Charts and Quotes Comparison

All traders utilize charts at one point or another, regardless of their analytical approach. Forex charts simplify and centralize the process of comparing multiple quotes in order to facilitate more efficient speculation. Learning how to read charts is an intimidating yet necessary process that can mean the difference between a successful trader and a discouraged quitter. There are three main types of charts currently used by professional traders – Point and Figure Charts, Bar Charts, and Candlestick Charts. Bar charts are the simplest and most popular type. Each bar on the chart indicates a specific time period that can range from one minute to several years, the purpose of a bar chart is to put quotes into perspective over time for historical analysis. Point and figure charts do not utilize any sort of time indicators, and instead are used to indicate recent price direction changes in the market.
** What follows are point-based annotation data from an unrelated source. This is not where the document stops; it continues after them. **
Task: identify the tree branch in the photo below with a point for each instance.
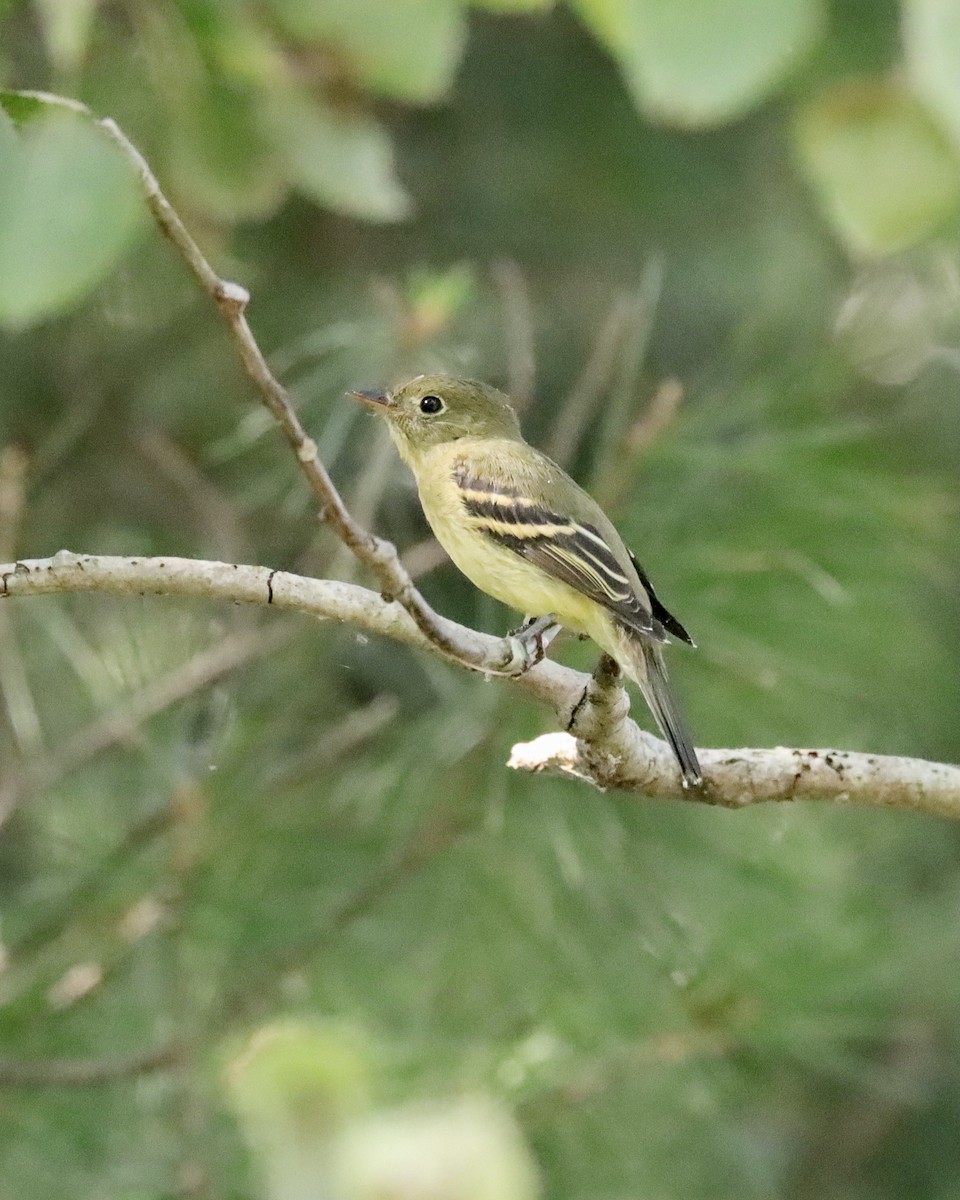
(603, 745)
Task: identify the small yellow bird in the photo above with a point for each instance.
(522, 531)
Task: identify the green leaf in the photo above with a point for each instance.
(220, 157)
(66, 27)
(883, 172)
(931, 41)
(343, 161)
(24, 106)
(407, 49)
(70, 205)
(514, 5)
(697, 63)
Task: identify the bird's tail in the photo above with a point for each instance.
(643, 661)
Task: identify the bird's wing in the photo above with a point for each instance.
(573, 549)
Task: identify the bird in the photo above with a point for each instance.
(522, 531)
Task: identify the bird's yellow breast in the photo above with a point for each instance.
(496, 569)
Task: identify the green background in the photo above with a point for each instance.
(750, 205)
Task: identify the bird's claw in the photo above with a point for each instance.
(529, 643)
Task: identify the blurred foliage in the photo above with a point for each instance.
(714, 250)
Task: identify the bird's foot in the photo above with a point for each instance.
(529, 643)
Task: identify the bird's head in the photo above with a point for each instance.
(432, 409)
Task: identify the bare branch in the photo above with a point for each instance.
(232, 301)
(603, 745)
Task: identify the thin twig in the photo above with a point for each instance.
(15, 683)
(87, 1072)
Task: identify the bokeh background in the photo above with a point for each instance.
(268, 891)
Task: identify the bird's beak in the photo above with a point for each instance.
(376, 400)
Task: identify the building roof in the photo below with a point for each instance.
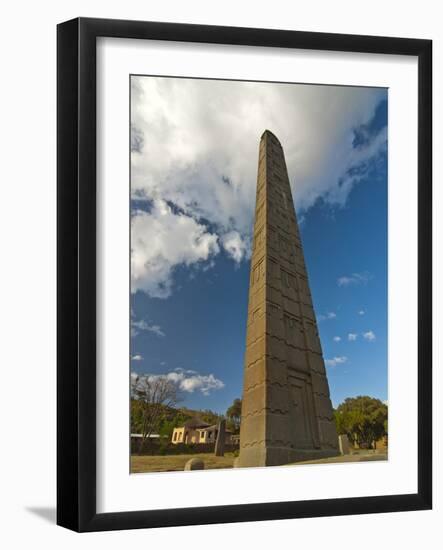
(195, 423)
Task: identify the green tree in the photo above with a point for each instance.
(154, 395)
(233, 414)
(363, 419)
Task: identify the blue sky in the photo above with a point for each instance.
(193, 186)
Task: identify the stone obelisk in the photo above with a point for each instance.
(286, 409)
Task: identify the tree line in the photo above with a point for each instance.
(154, 409)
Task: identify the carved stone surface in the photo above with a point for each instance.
(286, 409)
(220, 441)
(343, 444)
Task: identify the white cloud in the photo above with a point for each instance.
(354, 279)
(336, 361)
(236, 246)
(195, 145)
(370, 336)
(142, 325)
(188, 381)
(161, 240)
(329, 315)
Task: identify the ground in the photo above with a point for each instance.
(173, 463)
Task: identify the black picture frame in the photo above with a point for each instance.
(76, 279)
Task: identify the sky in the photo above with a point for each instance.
(194, 154)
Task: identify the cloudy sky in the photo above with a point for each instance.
(194, 151)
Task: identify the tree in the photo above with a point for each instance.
(153, 394)
(233, 414)
(363, 419)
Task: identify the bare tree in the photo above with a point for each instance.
(155, 393)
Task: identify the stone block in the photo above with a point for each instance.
(195, 464)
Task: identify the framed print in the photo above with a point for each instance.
(244, 274)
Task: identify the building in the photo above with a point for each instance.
(196, 431)
(286, 409)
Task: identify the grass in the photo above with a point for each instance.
(175, 463)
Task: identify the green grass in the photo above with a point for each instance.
(175, 463)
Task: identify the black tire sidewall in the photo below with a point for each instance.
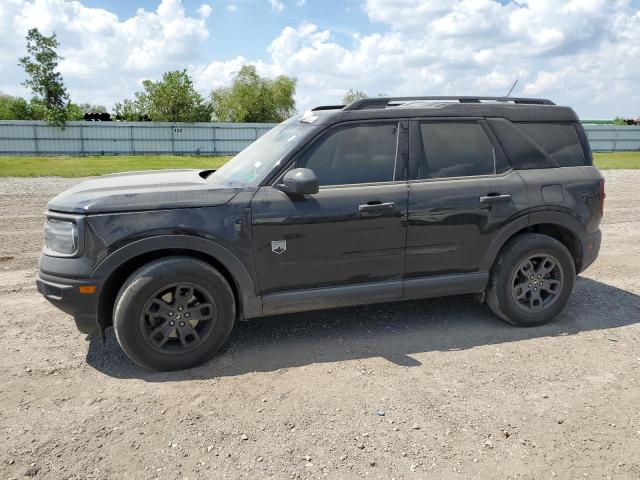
(522, 247)
(144, 283)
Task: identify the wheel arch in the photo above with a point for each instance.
(119, 265)
(559, 225)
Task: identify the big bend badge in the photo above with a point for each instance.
(278, 246)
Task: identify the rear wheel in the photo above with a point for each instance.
(531, 280)
(173, 313)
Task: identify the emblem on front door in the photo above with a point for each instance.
(279, 246)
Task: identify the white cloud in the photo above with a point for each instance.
(276, 5)
(585, 53)
(105, 58)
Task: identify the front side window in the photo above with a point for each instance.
(251, 165)
(456, 149)
(362, 153)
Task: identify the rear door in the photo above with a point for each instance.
(353, 230)
(461, 192)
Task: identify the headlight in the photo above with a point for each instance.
(61, 237)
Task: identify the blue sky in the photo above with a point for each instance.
(582, 53)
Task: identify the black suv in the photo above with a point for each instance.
(381, 200)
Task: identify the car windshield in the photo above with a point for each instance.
(249, 166)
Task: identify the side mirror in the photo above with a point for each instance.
(299, 181)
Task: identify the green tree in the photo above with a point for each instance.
(129, 110)
(172, 99)
(352, 95)
(40, 64)
(252, 98)
(90, 108)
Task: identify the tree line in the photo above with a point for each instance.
(249, 98)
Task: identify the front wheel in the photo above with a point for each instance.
(173, 313)
(532, 280)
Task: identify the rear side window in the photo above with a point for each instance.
(363, 153)
(559, 141)
(456, 149)
(539, 145)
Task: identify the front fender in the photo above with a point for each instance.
(250, 301)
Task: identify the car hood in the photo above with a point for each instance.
(150, 190)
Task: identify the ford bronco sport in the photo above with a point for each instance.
(384, 199)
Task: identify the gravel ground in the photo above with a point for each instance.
(425, 389)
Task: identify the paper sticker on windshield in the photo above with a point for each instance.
(308, 117)
(279, 246)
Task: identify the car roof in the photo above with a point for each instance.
(514, 109)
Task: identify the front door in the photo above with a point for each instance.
(352, 232)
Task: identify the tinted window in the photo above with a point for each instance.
(354, 154)
(560, 141)
(456, 150)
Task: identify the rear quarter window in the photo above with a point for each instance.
(539, 145)
(559, 140)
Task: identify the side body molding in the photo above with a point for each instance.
(251, 303)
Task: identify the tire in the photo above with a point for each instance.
(519, 291)
(173, 313)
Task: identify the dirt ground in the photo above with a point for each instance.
(426, 389)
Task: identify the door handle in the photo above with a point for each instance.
(376, 207)
(495, 198)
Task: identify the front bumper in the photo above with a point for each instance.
(65, 294)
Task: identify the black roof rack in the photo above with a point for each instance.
(328, 107)
(372, 103)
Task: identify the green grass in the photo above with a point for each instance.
(621, 160)
(88, 166)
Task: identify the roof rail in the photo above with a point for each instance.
(328, 107)
(371, 103)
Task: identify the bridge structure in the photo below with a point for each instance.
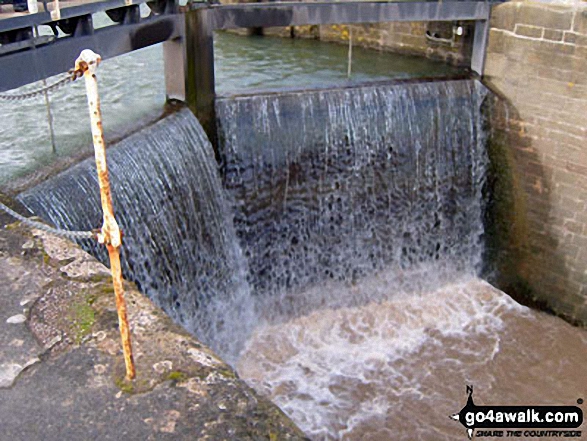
(187, 35)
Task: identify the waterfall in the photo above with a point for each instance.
(179, 242)
(319, 186)
(336, 184)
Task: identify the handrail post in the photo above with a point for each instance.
(110, 234)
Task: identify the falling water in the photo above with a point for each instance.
(178, 236)
(337, 184)
(360, 212)
(338, 267)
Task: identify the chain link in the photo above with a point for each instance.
(69, 77)
(46, 228)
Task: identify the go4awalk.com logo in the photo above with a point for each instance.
(519, 421)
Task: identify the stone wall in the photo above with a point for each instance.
(537, 61)
(402, 37)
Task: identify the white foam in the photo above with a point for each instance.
(337, 370)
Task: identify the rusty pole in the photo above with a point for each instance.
(110, 234)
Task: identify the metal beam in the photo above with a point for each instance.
(480, 46)
(199, 80)
(252, 15)
(24, 67)
(41, 18)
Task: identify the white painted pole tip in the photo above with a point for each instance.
(87, 59)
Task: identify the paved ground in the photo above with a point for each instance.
(61, 367)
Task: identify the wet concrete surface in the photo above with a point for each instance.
(61, 364)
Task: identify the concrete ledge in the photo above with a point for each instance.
(61, 366)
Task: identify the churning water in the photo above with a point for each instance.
(336, 265)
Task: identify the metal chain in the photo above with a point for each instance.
(70, 76)
(46, 228)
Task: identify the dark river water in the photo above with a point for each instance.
(393, 369)
(132, 88)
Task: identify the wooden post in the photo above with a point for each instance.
(110, 234)
(200, 87)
Candlestick charts display the high, low and opening of currencies during a specific time period and are amongst the most visual charts. Using the above information you should be able to begin your journey into understanding and utilizing forex quotes and charts to your advantage. Although you'most likely still have a lot to learn, the learning process can be fun with the right mindset – realizing that everything you're leaning could be contributing to your wealth in the near future.